Writing my previous post about digital banks got me thinking about the widespread use of analytics. In his book Digital Bank, Chris Skinner states that data should be seen as the most critical asset for digital banks. Actually, this holds true for almost every company nowadays.
If you don’t have data of good quality, what do your management reports actually mean? Your data quality must be perfect, and you need the right people to perform the right analyses on the data and the right systems to present the results the right way. Let’s look more closely at each of these topics, and delve into some specific articles that discuss the different aspects of treating data as an asset.
Everyone has a stake
Keith Collins, CTO at SAS, adds something very important to this conversation about data ownership. In his post, 4 tips for modern CIO's Collins says data should not be only IT’s concern anymore; it should be spread throughout the entire organization. IT does not control all the data but the CIO needs to think of how he gets all the data, brings it back together and analyzes it to get answers. In banking this could mean getting data from Risk Management, Fraud, and Marketing, to analyze this and get answers about which customers are of great value for the bank, or which customers make the bank lose a lot of money.
Self–service business intelligence and data visualization
With self-service business intelligence, business people can also analyze their departmental data themselves. This is seen more and more in multiple organizations. In order to facilitate this, the data must be of good quality – no ‘multiple versions of the truth’ can exist.
But how do you keep track of the data that business users are accessing in a time where data is growing faster than ever before? Analise Polsky points out that data visualization is the answer to this question. The human brain can’t process more than one value at once. However, if you present data in a visual way, the brain can make sense of a lot of data in one glance. With data visualization and self-service BI, business users in banking can analyse the data for their department and discover new trends, which they can use in marketing campaigns, for example.

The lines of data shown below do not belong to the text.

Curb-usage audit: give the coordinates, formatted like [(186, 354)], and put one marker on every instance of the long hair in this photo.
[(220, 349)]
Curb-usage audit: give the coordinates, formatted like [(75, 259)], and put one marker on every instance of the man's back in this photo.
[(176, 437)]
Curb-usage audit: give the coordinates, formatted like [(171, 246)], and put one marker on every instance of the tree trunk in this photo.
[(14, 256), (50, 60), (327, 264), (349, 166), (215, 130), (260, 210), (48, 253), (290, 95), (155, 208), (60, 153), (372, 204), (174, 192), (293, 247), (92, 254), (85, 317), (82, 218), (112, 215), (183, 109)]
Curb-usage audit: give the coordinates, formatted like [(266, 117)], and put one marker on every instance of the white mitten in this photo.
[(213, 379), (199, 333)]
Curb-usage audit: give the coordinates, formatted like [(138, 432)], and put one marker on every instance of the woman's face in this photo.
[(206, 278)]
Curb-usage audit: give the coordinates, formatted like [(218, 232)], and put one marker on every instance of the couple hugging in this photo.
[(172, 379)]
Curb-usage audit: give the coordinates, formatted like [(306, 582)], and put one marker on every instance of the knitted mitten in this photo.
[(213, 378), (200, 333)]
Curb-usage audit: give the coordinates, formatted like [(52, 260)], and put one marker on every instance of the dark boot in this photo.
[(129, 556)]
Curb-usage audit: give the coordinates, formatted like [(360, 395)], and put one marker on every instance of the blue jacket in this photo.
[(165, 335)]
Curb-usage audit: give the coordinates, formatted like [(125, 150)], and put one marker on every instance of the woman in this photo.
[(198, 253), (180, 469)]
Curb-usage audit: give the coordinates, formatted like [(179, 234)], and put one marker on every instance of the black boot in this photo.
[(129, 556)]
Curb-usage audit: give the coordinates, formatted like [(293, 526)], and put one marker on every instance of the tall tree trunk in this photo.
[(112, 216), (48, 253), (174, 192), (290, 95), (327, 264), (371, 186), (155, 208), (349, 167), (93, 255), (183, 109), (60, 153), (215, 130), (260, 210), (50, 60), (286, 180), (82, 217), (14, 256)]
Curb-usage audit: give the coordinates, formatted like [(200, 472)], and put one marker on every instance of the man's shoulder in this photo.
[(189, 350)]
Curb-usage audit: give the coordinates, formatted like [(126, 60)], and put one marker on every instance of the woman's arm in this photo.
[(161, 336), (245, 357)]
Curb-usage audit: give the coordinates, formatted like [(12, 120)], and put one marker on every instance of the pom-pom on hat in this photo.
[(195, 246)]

Good data quality is then still the issue to solve. The first step for data quality is good data governance: a formal layout of your organization in terms of data ownership and processes. Tamara Dull, thought leader on data governance and big data, describes in her post about how to do data governance right. This is especially important for large organizations like retail banks.
Texting your way to greater value
Data nowadays not only comes in ones and zeroes. Most organizations need to analyze text as well. Think about hospitals that want to analyze diagnoses and anamneses, or a bank that wants to know what is said about them on social media. As Annelies Tjetjep points out, we need a way to analyze text in an objective way. Banks can then measure the sentiment about their products and brand, and find creative ways to improve.
Banks are no different
In short, there is a lot more to "data as your most critical asset" than you might think. It is all about how you incorporate more (good quality) data into your systems, spread the use of predictive analytics throughout your organization and ensure the quality of reporting in every department. Another interesting article about using data across the organization comes from Adrian Jones. Banks are no different in this respect. In fact, in order to be relevant for your customers, the most basic thing to do is to have your data in perfect shape. Only then can you keep up in this digital world, which will soon be dominated by digital natives.